A mysterious sighting of a green laser beam in the sky was captured on NASA video by a motion detection camera located outside Japan’s Hiratsuka City Museum. Museum curator Daichi Fuji set up motion-detecting cameras to capture images of the meteors and calculate their positions, brightnesses, and orbits.
At first, the bright green streaks seen in camera footage from September 16, 2022, seemed quite mysterious. After observation, it was found that the beams were synchronized with the small green dots that were faintly visible in the clouds.
As it turns out, the laser beam is being captured from space by one of NASA’s Earth-orbiting satellites. The Cloud and Land Elevation Satellite 2 or ICESat-2 was flying over the museum at the perfect time. An image of the laser beam is then captured.
According to a NASA statement, the museum’s motion detector footage captured the laser beams from a satellite on camera for the first time. “ICESat-2 was moving in an angular trajectory,” said Tony Martino, a scientist at NASA’s Goddard Space Flight Center in Greenbelt, Maryland. The footage was captured as the green beam hit low clouds. To see a laser like this, you have to be in the right place.”

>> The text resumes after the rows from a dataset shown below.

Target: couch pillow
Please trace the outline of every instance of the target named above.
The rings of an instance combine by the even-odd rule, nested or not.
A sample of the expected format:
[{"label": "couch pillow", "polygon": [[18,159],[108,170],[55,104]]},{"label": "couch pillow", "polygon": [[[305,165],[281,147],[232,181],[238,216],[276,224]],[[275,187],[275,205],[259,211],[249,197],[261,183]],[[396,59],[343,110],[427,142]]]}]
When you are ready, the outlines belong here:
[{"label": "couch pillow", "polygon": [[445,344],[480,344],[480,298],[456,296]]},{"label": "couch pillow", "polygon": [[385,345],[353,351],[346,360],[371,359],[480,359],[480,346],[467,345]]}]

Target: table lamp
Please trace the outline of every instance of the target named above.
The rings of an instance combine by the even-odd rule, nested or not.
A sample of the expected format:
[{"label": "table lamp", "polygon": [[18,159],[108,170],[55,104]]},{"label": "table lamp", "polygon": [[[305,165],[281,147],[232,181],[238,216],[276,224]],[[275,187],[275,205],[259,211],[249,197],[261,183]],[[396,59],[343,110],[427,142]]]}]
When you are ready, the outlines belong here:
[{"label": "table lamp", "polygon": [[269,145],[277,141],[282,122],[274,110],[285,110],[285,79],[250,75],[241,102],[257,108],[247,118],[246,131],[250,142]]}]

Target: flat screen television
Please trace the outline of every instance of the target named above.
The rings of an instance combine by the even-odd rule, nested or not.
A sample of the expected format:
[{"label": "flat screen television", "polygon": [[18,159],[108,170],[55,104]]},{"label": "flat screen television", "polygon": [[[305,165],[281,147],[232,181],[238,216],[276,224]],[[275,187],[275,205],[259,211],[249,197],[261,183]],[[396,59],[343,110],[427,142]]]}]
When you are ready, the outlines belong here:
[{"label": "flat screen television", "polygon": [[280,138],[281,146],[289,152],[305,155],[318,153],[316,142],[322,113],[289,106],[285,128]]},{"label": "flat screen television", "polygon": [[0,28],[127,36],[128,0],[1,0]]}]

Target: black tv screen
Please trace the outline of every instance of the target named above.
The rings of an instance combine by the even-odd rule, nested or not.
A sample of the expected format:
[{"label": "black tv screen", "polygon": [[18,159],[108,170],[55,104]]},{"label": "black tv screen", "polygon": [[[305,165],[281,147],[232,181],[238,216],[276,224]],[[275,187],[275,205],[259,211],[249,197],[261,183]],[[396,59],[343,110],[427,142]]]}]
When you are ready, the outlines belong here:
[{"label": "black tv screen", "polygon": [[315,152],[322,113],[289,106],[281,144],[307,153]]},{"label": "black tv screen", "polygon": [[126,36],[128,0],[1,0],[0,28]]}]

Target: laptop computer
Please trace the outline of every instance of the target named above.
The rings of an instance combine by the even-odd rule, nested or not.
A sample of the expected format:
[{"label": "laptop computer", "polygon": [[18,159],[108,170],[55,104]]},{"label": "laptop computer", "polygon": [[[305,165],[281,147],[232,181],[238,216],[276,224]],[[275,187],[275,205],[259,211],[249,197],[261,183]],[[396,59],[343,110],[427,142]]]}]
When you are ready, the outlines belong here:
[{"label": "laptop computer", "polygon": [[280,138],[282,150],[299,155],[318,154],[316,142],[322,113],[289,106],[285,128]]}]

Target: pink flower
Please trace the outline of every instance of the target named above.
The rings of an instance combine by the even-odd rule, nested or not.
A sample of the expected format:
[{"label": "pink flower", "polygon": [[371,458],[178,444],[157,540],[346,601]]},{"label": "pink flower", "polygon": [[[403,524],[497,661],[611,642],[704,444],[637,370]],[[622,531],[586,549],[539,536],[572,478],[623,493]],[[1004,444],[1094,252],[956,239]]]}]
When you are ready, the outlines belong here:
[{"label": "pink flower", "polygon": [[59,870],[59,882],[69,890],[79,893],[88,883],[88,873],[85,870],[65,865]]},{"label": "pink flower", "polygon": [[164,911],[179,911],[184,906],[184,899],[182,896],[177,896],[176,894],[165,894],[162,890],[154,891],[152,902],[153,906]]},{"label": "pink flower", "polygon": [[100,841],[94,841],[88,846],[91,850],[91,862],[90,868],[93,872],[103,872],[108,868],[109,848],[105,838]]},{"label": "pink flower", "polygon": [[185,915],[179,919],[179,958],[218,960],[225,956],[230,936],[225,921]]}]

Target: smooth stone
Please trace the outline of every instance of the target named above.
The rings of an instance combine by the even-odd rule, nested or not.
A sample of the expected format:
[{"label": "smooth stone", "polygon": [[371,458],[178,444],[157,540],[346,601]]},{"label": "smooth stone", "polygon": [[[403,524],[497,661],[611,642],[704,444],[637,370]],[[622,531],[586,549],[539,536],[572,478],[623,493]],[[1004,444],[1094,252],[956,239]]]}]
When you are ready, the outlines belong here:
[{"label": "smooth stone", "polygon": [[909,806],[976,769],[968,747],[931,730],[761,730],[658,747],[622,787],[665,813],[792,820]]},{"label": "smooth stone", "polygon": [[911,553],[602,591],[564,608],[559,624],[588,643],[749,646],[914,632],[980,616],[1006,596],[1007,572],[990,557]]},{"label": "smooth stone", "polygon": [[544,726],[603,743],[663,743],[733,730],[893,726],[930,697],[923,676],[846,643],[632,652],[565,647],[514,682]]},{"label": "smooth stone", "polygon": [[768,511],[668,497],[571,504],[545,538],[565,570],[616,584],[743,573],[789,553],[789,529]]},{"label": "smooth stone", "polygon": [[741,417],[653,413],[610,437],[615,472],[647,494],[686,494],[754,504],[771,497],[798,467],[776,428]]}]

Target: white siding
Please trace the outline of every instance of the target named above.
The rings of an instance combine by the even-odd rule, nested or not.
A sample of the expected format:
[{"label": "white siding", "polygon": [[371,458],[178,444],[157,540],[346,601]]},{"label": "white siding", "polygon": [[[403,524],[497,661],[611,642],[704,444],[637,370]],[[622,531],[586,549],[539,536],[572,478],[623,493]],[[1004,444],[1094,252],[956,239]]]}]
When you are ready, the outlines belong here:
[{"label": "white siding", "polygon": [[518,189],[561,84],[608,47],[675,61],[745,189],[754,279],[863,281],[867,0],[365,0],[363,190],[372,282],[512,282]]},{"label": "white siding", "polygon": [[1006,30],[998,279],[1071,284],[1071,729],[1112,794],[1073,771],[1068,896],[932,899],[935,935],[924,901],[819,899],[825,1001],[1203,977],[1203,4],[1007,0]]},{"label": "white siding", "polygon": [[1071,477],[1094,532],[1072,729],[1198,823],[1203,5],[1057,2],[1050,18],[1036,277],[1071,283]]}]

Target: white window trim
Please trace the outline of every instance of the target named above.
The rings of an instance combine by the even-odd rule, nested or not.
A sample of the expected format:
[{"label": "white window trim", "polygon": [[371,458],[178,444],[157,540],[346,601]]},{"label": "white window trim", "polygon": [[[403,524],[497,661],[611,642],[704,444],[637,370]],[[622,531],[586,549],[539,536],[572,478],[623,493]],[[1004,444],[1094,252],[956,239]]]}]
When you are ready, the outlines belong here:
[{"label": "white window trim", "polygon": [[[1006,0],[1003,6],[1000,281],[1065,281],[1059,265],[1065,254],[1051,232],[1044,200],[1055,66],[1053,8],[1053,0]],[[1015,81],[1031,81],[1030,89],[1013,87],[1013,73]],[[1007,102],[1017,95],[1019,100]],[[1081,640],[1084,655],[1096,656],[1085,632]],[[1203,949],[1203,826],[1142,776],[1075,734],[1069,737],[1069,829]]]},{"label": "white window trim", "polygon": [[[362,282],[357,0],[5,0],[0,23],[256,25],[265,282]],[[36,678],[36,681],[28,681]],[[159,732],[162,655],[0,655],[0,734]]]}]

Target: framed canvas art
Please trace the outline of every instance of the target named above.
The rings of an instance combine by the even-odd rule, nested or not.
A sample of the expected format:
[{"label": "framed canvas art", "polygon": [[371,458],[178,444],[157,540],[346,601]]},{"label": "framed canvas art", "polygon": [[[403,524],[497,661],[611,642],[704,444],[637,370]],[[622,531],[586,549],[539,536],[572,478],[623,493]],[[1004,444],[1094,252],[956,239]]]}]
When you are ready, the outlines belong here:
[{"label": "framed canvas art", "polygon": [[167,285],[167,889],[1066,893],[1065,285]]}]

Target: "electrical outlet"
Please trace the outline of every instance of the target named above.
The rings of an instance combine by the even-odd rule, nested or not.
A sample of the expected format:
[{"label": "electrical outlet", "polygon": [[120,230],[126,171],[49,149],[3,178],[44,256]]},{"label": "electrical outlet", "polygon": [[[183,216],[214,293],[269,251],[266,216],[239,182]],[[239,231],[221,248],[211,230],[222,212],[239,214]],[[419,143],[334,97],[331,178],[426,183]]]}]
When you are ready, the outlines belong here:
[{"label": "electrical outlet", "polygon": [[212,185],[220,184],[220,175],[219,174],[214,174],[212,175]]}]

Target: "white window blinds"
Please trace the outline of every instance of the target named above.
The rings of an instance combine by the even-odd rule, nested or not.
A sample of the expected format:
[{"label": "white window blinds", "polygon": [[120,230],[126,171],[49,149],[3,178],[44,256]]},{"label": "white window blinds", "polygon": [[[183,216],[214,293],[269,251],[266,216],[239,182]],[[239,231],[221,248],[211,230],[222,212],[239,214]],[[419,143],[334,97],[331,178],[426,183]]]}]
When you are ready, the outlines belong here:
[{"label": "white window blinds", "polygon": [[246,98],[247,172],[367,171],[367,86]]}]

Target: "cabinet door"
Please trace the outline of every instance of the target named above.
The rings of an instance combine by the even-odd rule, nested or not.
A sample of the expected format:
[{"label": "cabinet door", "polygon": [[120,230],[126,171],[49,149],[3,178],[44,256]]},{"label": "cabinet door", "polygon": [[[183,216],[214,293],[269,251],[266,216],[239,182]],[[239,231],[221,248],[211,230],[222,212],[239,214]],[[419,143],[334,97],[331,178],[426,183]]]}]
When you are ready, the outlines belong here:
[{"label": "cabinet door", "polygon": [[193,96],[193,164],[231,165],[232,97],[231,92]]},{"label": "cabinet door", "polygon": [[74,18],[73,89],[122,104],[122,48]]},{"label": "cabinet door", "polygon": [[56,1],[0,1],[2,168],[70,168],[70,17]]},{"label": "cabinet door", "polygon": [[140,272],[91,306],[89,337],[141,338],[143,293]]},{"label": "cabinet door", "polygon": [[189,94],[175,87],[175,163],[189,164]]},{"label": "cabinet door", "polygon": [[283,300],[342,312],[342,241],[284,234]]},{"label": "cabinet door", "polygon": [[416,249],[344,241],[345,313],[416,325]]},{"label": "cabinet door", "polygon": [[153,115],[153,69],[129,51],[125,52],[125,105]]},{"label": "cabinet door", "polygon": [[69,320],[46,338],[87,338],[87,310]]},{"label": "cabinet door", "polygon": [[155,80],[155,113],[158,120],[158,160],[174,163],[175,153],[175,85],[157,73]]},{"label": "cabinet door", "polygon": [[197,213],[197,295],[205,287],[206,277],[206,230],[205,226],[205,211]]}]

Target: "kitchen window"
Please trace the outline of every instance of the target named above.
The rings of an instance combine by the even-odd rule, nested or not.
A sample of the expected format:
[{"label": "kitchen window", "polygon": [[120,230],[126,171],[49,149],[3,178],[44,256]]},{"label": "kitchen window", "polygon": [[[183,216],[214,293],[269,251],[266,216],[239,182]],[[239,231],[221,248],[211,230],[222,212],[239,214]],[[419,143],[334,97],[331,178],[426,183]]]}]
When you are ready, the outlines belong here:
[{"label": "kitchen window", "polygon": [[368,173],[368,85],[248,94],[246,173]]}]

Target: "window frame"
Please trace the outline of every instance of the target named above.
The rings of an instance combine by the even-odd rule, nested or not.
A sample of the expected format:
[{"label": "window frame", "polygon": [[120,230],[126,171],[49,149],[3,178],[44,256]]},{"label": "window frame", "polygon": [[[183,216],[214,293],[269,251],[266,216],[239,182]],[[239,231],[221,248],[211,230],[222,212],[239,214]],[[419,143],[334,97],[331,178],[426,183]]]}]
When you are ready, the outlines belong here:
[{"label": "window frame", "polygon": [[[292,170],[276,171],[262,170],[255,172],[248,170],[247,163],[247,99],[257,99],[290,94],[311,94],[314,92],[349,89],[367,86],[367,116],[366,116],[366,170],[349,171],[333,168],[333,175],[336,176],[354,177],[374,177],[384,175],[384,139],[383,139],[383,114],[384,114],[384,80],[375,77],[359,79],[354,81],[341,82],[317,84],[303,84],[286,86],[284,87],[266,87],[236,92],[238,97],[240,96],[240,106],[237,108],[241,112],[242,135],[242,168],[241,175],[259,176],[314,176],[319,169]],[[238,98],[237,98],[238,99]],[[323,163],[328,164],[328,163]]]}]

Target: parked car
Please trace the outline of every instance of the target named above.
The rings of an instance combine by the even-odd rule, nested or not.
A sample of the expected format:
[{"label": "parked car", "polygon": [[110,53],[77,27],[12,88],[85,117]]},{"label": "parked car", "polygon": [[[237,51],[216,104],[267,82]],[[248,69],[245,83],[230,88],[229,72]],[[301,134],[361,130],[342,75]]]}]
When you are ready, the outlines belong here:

ICESat-2 was launched in September 2018. Lasers and precise detection tools are used to understand the thickness and geographic location of ice on Earth. The laser device is technically known as a lidar sensor. Because it deals with light detection and ranging. Lidar sensors are used to measure anything related to 3D and autonomous vehicles use this technology to understand the surrounding conditions. ICESat-2 can send 6 beams of light to Earth per second.